Vespair@lemm.ee 9 hours ago
100%. We need more personal liability for the evils of big business, not less
Skymt@lemmy.world 9 hours ago
And collected from shareholder payouts.
rottingleaf@lemmy.world 6 hours ago
Shoulda coulda woulda.
My aunt recently gave me a good advice, and a person in one chat with, I suspect, very interesting expertise gave the same advice in different form.
Emotions harm reason, and propaganda is not just directed at suppressing or increasing the emotion. It’s directed at making you emotional when you should be patient, and apathetic when you should be emotional, and act when you should wait, and wait when you should act.

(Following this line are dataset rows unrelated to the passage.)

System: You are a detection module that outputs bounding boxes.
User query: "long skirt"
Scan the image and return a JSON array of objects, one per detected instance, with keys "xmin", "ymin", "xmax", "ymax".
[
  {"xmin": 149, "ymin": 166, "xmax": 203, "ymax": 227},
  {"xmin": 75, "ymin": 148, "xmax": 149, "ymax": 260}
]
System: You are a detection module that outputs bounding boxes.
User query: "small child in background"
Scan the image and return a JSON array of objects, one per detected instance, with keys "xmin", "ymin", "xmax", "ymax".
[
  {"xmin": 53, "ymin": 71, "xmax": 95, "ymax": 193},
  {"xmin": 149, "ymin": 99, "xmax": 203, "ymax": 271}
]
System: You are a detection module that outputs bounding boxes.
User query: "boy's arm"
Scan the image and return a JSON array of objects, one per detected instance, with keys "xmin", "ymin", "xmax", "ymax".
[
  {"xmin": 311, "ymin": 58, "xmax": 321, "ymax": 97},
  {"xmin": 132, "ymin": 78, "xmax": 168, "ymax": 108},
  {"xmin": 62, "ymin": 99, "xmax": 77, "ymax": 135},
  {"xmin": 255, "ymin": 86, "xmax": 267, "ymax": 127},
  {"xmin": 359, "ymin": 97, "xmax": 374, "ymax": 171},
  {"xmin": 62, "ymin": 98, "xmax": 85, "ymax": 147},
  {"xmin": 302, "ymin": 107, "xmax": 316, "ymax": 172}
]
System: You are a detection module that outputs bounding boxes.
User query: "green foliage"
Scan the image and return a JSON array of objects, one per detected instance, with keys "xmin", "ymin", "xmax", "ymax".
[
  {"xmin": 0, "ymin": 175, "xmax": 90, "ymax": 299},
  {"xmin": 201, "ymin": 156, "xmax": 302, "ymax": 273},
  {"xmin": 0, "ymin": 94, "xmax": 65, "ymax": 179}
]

It can easily work since everyone feels their fight of their day to be unique. But it’s not, and more than that - you can always look a few years back and remember that not only was it predicted, but you yourself predicted it.

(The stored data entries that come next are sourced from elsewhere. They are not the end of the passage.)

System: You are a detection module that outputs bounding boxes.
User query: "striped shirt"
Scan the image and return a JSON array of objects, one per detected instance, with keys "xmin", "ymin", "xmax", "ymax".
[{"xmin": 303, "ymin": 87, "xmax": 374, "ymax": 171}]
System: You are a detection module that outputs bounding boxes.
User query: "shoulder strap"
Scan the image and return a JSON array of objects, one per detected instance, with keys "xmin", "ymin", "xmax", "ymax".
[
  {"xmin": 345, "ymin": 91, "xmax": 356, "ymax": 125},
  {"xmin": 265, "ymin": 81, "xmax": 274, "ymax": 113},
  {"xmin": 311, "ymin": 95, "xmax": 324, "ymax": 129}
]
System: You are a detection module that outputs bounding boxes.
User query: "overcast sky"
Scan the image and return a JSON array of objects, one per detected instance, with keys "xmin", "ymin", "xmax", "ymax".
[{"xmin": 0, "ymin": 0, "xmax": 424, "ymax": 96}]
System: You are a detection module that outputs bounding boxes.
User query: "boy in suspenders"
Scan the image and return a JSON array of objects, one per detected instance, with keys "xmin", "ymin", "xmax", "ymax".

By all this smartassery I meant - people making the laws don’t want them to work as we do, and they have sterilized the field. Think further.
floquant@lemmy.dbzer0.com 3 hours ago
Point being…?
Teal@lemm.ee 5 hours ago
This is like when Dr Evil asks for $1 million dollars after being unfrozen. These courts need to get with the times.
WhatYouNeed@lemmy.world 4 hours ago
Should be like GDPR fines: 4% of your annual global revenue.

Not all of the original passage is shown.